京大出身・田中英祐デビューの今こそ
振り返りたい“幻の京大プロ第一号選
手”とは

 だが、悲観しすぎる必要はない。ドラフト1位で指名された、当時最も期待された選手でも1軍デビューを果たせぬまま、引退してしまうのも珍しくないプロ野球という厳しい世界。そんな実力主義の中で、1軍デビューを果たしたのだから、たとえ負け投手になったとしても、大きな一歩であることには違いないのだ。

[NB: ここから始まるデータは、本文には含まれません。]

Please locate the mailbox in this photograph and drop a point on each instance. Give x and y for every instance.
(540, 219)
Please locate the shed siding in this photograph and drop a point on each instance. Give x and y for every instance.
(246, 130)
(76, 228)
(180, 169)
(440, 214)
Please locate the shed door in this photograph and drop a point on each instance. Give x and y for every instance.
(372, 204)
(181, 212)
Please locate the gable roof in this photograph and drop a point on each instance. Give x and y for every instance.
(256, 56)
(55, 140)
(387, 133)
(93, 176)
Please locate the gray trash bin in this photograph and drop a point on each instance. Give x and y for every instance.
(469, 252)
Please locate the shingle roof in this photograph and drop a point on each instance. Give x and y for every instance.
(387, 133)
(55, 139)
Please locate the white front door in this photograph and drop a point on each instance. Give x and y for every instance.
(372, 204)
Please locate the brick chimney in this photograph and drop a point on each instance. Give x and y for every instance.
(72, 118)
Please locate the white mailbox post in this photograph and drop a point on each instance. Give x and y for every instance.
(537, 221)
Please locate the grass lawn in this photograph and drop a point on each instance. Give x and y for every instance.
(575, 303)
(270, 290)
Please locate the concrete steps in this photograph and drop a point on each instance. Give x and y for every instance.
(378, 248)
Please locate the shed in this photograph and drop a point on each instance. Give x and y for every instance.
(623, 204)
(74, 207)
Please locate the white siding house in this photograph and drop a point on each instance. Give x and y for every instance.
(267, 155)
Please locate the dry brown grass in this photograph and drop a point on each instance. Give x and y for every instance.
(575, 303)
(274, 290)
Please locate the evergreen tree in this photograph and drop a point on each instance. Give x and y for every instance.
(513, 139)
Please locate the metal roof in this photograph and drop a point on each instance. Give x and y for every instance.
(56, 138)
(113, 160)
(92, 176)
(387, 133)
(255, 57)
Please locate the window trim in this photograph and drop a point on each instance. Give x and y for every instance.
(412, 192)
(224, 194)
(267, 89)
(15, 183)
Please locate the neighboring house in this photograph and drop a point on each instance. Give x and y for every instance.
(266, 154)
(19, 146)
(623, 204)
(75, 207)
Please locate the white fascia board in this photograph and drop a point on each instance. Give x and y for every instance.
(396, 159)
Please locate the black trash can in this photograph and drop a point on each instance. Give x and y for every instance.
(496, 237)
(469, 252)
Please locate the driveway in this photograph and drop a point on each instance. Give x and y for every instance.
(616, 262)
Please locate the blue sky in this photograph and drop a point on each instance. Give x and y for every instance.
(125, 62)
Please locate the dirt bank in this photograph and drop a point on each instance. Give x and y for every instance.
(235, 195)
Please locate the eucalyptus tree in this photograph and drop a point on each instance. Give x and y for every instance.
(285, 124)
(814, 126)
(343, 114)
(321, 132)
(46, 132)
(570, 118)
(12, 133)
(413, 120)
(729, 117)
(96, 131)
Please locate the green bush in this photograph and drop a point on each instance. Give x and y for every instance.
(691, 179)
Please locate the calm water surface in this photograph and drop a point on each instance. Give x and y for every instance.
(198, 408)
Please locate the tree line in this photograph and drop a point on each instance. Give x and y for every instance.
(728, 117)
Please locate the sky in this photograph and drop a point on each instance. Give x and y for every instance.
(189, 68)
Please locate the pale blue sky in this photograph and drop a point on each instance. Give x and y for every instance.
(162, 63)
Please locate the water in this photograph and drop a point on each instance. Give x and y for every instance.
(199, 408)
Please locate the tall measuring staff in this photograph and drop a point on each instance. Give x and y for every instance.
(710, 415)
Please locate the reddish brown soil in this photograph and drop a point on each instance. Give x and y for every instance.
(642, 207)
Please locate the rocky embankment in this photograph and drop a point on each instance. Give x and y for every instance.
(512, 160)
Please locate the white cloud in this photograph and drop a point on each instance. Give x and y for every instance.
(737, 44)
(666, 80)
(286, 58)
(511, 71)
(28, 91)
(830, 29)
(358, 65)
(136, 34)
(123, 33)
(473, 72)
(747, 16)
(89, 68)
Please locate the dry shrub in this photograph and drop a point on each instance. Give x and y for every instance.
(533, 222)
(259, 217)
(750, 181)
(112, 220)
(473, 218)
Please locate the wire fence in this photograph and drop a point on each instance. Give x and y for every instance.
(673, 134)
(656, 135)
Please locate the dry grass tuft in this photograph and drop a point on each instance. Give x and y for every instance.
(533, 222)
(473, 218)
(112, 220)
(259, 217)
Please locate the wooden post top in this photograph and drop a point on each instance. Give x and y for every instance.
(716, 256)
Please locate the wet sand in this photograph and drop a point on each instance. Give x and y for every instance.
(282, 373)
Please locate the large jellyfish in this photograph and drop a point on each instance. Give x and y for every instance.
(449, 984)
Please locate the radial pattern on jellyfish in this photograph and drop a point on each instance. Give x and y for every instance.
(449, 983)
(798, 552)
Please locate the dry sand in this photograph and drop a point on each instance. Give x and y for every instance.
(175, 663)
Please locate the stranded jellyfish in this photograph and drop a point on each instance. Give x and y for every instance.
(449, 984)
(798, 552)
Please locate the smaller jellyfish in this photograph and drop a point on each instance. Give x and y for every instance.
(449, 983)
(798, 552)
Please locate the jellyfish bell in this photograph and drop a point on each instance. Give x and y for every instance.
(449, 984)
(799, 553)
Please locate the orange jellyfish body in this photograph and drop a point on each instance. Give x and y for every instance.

 そんな記念すべき第一歩が記された今こそ、あえて振り返りたい人物がいる。その人物の名は沢田誠。田中英祐のドラフト指名からさかのぼること27年前、京都大から初のプロ野球選手誕生か!? とメディアから注目を集めた「幻の京大プロ第一号選手」だ。

 沢田さんは大阪府立寝屋川高出身で、京都大では2年春からエースで4番として活躍。投げては大学通算2勝33敗という成績だったが、通算本塁打数では当時の関西学生リーグ新記録となる通算10本塁打を記録。その打棒ぶりから、当時ヤクルトで活躍していたボブ・ホーナーをもじって「京大のホーナー」の異名で呼ばれた。

 大学4年時の1987年には春秋ともにベストナインを獲得した。このとき、同様に春秋でベストナインに選ばれたのが立命館大の正捕手・古田敦也(元ヤクルト)。また、1987年秋では、後にMLBでも活躍する立命館大の長谷川滋利(元オリックスほか)もベストナインに選ばれている。彼らと肩を並べるほど、沢田さんの実力は折り紙付き。ドラフト会議が近づくに連れて、「指名有力」とメディアを賑わせたのだ。

 沢田さん自身も「プロ野球選手は子どもの頃からの夢」と期待に胸を膨らませて、ドラフト当日を待った。だが、結局、どの球団からも指名はなし。沢田さんは京都大卒業後、大阪ガスに就職したが、以降のドラフトでもプロからの指名はなく、「京大から初のプロ野球選手誕生」は幻となった。

 その後、1997年から2000年まで京都大硬式野球部の監督に就任。現在は京都大野球部OBを集めた社会人チームを結成し、今でも「現役選手」としてプレーを継続し、京都大野球部とも交流は続いている。だからこそ、田中英祐がプロか就職かで迷っていた際には「仕事は後からでもできる」とアドバイスしてプロ入りを後押し。田中が「京大初のプロ野球選手」になった背景には、沢田さんの存在があったのだ。

 さて、話題を田中英祐に戻そう。プロ初登板で黒星を喫した試合後、「1軍はアウトを1つとるのも難しかった」とレベルの違いを痛感するコメントを残した。ただ、これで終わってしまうわけにはいかない。田中の存在は、上述した沢田さんをはじめとした京都大OBたちの夢、そして、勉強と野球の両立に奮闘する全国の高校生、大学生たちの目標でもあるのだ。たった一歩でくじけるのではなく、前を向いて歩みを続けてほしい。